Independent Senator Bernie Sanders has been beating the drum of "starvation wages" for a while now:

"Many of the workers in Walmart end up getting Medicaid, they get food stamps, they get affordable housing paid for by the taxpayers of this country while the Walton family remains the wealthiest family in America. If that is not obscene, I don't know what is."


The fact is, CEOs can make less money and still do a good job. A study from Thomson Reuters Datastream shows that CEOs in Sweden make far less than their European or American counterparts and perform just as well. Switzerland actually tried to pass a law that would make it illegal to pay CEOs too much, hoping to cap the highest wages in a company at 12 times the lowest pay. The measure was rejected.

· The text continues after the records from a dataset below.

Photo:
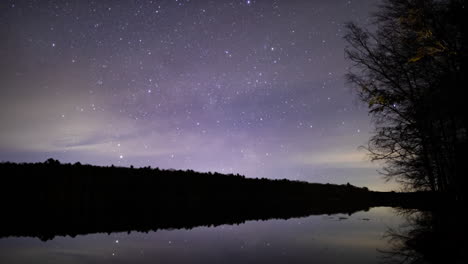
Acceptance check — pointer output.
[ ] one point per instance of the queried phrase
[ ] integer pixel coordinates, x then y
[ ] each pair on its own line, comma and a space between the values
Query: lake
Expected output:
338, 238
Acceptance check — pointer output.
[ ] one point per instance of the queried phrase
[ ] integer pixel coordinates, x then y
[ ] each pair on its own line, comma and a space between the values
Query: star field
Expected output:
249, 87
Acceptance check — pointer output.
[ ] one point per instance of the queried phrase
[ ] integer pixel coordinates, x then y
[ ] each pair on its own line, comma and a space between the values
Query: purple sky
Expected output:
249, 87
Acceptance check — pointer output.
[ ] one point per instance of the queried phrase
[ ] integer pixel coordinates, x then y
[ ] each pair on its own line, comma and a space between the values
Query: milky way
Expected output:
249, 87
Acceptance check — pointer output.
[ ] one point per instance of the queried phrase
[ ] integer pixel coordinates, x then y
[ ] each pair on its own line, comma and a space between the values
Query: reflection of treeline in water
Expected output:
48, 199
436, 236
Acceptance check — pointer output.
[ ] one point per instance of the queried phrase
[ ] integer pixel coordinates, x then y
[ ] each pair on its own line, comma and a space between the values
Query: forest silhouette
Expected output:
49, 199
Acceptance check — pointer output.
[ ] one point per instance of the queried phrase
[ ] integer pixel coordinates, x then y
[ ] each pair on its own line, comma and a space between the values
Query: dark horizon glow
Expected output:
249, 87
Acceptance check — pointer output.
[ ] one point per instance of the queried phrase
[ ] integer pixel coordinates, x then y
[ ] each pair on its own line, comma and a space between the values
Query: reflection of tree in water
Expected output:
428, 237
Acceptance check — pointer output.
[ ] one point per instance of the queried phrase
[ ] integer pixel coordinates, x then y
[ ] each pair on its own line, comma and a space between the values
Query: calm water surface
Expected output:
315, 239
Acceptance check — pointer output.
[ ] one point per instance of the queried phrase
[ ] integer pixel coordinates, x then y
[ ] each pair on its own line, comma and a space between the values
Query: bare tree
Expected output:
410, 72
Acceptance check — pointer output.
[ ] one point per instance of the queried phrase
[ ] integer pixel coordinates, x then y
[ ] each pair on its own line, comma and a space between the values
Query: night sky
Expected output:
249, 87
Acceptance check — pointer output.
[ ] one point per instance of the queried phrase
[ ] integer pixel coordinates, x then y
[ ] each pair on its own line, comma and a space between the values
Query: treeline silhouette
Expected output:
410, 69
50, 198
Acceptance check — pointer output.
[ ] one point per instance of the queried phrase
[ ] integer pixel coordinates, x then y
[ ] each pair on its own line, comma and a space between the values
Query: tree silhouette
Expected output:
410, 71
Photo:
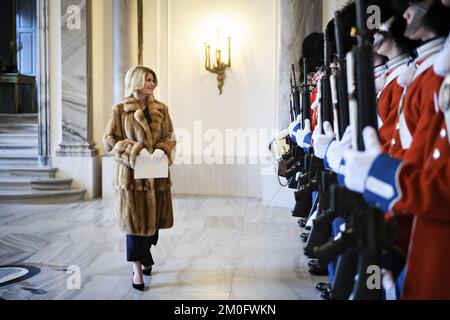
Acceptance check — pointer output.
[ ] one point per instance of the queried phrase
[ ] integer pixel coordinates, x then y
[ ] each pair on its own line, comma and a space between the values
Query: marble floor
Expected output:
219, 248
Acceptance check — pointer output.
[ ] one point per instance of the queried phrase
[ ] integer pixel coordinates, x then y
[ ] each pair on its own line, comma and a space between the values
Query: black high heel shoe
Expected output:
139, 287
147, 271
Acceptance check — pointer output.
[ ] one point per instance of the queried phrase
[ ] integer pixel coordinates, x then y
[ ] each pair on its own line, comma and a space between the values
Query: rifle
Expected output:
341, 75
291, 103
306, 102
321, 179
365, 230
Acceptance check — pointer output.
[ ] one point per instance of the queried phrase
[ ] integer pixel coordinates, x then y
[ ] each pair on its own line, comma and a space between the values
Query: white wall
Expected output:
55, 74
101, 68
174, 47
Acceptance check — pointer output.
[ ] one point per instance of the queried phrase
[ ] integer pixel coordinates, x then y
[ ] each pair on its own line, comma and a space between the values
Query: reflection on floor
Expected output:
219, 248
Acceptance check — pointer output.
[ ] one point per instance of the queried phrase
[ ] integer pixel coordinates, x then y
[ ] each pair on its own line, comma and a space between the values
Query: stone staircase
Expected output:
21, 180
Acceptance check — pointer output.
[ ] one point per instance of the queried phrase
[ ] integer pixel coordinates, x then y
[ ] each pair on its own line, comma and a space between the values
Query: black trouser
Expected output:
138, 248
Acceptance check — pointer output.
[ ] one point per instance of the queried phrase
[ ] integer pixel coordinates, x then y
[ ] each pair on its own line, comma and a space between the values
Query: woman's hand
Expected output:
157, 155
145, 155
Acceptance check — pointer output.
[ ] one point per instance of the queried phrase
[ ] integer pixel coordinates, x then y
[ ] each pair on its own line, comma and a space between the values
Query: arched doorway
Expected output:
24, 80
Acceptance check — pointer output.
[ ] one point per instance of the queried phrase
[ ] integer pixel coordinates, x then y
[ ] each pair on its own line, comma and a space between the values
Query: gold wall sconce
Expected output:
219, 66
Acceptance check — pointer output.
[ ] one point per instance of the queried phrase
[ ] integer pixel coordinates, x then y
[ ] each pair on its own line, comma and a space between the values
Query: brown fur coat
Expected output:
142, 205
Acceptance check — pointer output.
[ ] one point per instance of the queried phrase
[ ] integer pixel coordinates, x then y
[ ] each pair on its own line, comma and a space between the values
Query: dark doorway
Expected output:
18, 67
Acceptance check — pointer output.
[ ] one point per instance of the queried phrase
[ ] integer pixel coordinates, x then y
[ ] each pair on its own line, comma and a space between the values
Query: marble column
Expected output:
298, 19
126, 44
77, 156
42, 83
76, 80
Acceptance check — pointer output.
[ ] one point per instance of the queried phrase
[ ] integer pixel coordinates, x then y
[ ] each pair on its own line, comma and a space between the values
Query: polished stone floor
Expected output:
219, 248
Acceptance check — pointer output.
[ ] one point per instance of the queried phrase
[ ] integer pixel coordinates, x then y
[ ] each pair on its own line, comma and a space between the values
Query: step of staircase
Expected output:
18, 152
18, 128
35, 184
18, 139
17, 172
19, 161
18, 118
51, 184
41, 196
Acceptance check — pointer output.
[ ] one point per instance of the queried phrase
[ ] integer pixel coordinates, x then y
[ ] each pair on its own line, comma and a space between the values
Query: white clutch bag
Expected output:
144, 170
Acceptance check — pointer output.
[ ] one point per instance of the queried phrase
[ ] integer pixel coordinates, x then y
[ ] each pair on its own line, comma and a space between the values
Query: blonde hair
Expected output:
135, 80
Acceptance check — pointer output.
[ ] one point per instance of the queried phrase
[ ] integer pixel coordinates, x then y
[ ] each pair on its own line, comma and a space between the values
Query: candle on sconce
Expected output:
218, 61
207, 56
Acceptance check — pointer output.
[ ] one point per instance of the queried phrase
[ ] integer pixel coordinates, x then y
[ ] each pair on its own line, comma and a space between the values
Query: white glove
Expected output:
322, 141
336, 150
294, 126
157, 155
358, 164
145, 155
301, 134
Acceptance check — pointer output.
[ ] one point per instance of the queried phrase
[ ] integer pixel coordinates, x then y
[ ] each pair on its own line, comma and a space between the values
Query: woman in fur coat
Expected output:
140, 126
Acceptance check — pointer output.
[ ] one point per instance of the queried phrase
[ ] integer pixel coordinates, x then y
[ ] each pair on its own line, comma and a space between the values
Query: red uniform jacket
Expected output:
419, 187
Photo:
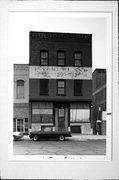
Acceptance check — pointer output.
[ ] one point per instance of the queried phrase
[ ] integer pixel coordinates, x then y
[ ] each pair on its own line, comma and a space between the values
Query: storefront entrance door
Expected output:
61, 119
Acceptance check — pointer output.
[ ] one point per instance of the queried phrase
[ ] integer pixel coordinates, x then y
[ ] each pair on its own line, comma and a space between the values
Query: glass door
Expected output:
61, 118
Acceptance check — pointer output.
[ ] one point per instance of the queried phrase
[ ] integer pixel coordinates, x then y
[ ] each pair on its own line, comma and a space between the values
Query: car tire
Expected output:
61, 137
36, 138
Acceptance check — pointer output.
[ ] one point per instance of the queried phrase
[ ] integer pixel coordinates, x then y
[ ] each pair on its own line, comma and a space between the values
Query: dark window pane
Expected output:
61, 88
78, 58
77, 87
44, 58
20, 89
61, 58
44, 87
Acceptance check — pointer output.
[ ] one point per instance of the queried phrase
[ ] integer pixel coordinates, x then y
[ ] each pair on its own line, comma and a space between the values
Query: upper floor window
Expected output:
20, 89
78, 58
77, 87
61, 58
44, 58
44, 87
61, 87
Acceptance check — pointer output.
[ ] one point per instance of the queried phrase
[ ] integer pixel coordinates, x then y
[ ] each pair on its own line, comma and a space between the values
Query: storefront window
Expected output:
20, 125
42, 112
79, 114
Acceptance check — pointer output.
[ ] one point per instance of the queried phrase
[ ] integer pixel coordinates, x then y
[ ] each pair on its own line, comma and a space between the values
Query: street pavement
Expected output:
75, 145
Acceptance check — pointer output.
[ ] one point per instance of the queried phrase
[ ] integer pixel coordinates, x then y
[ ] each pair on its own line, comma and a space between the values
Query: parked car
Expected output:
36, 135
17, 135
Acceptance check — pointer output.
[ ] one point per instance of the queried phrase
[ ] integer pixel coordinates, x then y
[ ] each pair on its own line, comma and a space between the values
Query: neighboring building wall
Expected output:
48, 110
99, 101
21, 97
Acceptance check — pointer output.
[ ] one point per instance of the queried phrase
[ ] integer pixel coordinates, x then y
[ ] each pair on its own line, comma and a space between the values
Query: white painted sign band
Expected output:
55, 72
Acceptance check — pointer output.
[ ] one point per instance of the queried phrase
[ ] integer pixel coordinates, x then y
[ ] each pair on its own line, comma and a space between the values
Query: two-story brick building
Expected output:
21, 98
60, 82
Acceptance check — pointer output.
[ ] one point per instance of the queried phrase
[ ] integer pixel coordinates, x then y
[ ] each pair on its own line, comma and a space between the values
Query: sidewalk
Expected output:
88, 136
79, 137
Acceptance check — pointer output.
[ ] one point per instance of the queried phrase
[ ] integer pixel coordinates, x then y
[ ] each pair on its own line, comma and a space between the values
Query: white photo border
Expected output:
109, 53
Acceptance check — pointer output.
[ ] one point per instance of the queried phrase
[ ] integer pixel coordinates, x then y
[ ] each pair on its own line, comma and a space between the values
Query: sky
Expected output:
20, 23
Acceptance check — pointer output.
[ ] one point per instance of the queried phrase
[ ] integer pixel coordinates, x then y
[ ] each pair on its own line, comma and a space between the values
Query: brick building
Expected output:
21, 98
60, 82
99, 101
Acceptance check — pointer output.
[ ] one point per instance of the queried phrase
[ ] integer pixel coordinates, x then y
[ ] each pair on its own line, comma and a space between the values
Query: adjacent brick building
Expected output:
60, 82
21, 98
99, 101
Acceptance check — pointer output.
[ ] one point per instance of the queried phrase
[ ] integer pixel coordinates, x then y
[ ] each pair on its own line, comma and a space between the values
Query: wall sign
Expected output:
54, 72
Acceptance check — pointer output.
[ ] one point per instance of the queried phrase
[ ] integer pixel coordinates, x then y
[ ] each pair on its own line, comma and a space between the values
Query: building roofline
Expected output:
60, 36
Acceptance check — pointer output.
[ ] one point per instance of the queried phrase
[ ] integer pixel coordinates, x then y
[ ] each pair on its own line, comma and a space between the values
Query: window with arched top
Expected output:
20, 89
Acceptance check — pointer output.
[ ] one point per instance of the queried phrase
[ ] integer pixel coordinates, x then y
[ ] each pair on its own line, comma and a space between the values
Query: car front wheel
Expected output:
36, 138
61, 137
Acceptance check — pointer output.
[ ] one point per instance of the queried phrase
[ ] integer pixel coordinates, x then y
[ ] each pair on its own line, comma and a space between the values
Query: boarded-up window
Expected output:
77, 87
61, 87
42, 112
44, 87
79, 112
20, 89
77, 58
44, 58
61, 58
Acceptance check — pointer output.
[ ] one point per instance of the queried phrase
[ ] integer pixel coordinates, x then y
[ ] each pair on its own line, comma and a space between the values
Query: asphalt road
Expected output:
76, 145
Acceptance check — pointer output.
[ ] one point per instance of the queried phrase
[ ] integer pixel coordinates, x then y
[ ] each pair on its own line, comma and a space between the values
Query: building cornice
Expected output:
60, 36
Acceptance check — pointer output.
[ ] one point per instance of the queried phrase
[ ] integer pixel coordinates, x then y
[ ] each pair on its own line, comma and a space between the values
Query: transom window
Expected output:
20, 89
44, 58
61, 58
77, 58
61, 87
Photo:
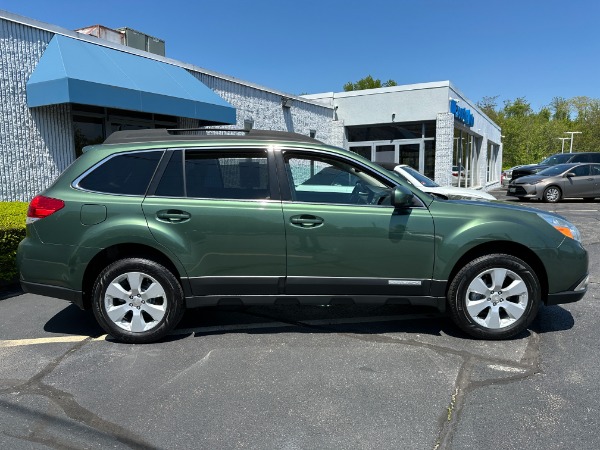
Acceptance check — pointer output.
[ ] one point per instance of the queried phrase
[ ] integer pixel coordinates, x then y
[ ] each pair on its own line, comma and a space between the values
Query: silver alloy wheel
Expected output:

So, what is to be done? The Harkin-Miller bill, also known as the Fair Minimum Wage Act, would raise the federal minimum wage from the current $7.25 to $10.10 an hour. The money-gap is going to be filled either by the companies themselves or from taxpayers. Wal-Mart held a Thanksgiving food-drive for their own workers, but the response wasn't what they hoped for. If workers don't feel like they have a chance to get ahead, more are going to not even try. A fair barometer of youth sentiment is this quote from Ashton Kutcher:


We see this propaganda machine around fame and celebrity and there are some kids in the world today that think, when I grow up I want to be famous -- instead of when I grow up I want to do something, I want to build something, I want to create something.

They don't want to get a job at Starbucks or whatever because it's below them. Well, I think the only thing that can be below you is to not have a job.


For our society to continue growing and finding places for new members (there are more humans being born everyday than dying) we have to give the next generation the feeling that they have a shot. That if they put in some effort they'll be fairly compensated. That they won't end up being seagulls chasing the leftover bait. The money is going to come from somewhere.